The world of computerized solutions does not speak to software alone. For instance, AMI storage consolidation addresses the concern that the volume of data coming into the utility will be increasing exponentially. As more meter data can be read in an on-demand fashion, data analytics will be employed to properly understand it all, requiring a sound hardware architecture to manage, back-up and feed the data into the analytics engines. In particular, storage is needed in the head-end systems and the meter-data management systems (MDMS).

Head-end systems pull data from the meters to provide management functionality while the MDMS collects data from head-end systems and validates it. Then the data can be used by billing and other business applications. Data in both the head-end systems and the master copy of the MDMS is replicated into multiple copies for full back up and disaster recovery. For MDMS, the master database that stores all the aggregated data is replicated for other business applications, such as customer portal or data analytics, so that the master copy of the data is not tampered with.

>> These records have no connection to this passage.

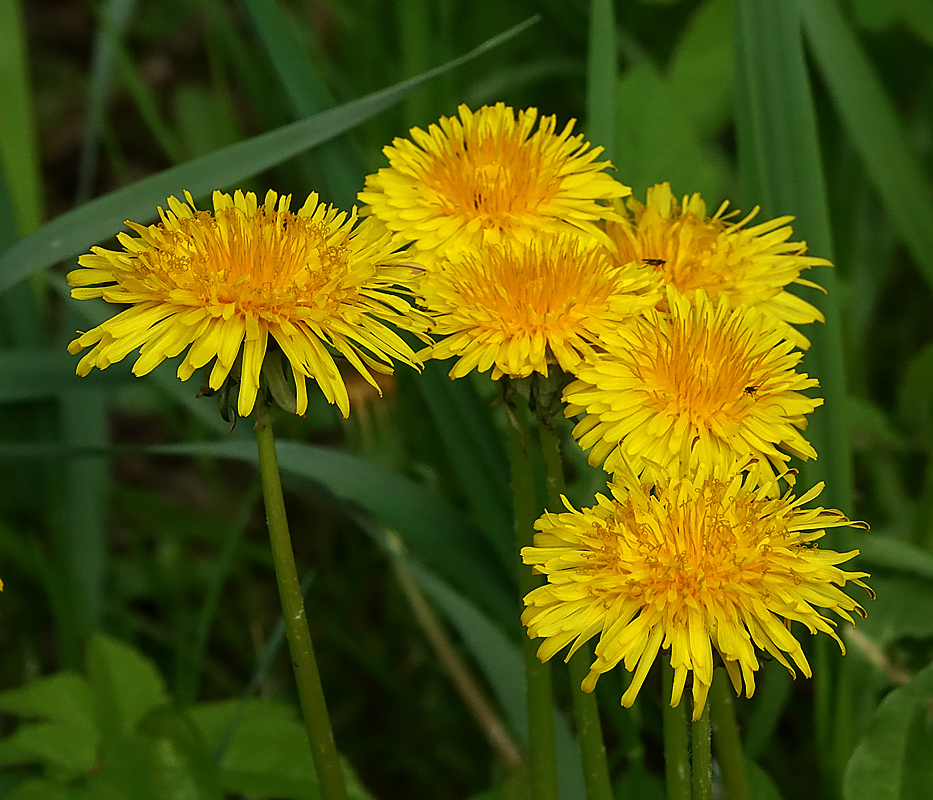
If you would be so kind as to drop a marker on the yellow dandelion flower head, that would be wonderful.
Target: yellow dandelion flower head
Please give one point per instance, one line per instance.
(701, 384)
(489, 175)
(517, 307)
(692, 565)
(722, 256)
(223, 282)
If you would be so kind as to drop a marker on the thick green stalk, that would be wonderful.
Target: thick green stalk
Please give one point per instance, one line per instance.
(310, 691)
(676, 756)
(585, 707)
(702, 757)
(728, 743)
(543, 755)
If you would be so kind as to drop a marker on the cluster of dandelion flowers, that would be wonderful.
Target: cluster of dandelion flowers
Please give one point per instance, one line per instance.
(488, 176)
(702, 384)
(725, 257)
(518, 307)
(224, 282)
(692, 565)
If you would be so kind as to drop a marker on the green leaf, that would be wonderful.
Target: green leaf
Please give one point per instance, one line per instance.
(648, 113)
(892, 760)
(41, 789)
(168, 758)
(903, 608)
(474, 447)
(64, 750)
(126, 685)
(63, 697)
(871, 122)
(760, 785)
(29, 375)
(74, 232)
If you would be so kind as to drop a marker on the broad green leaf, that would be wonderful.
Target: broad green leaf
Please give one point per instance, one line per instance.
(892, 760)
(648, 113)
(74, 232)
(126, 685)
(872, 124)
(63, 697)
(63, 750)
(30, 375)
(41, 789)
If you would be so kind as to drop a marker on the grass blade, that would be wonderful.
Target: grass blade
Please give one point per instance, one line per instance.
(339, 164)
(872, 124)
(602, 77)
(74, 232)
(19, 154)
(781, 170)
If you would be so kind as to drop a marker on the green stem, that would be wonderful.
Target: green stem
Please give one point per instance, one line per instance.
(589, 729)
(728, 743)
(585, 707)
(310, 691)
(676, 757)
(702, 757)
(543, 755)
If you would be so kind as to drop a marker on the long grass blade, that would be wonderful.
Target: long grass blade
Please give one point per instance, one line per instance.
(872, 123)
(782, 171)
(602, 77)
(74, 232)
(339, 164)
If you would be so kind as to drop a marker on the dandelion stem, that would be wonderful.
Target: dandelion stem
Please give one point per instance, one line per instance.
(310, 691)
(702, 757)
(585, 707)
(728, 744)
(676, 758)
(543, 755)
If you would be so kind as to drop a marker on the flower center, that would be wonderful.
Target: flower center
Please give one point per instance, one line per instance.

Since smart grid is essentially performing in real time, and the electricity business is non-stop, one must think of hardware and software solutions as needing to be fail-safe with automated redundancy. The AMI data especially needs to be reliable. The key factors then become: operating system stability; hardware true memory access speed and range; server and power supply reliability; file system redundancy such as a JFS; and techniques such as FlashCopy to provide a point-in-time copy of a logical drive.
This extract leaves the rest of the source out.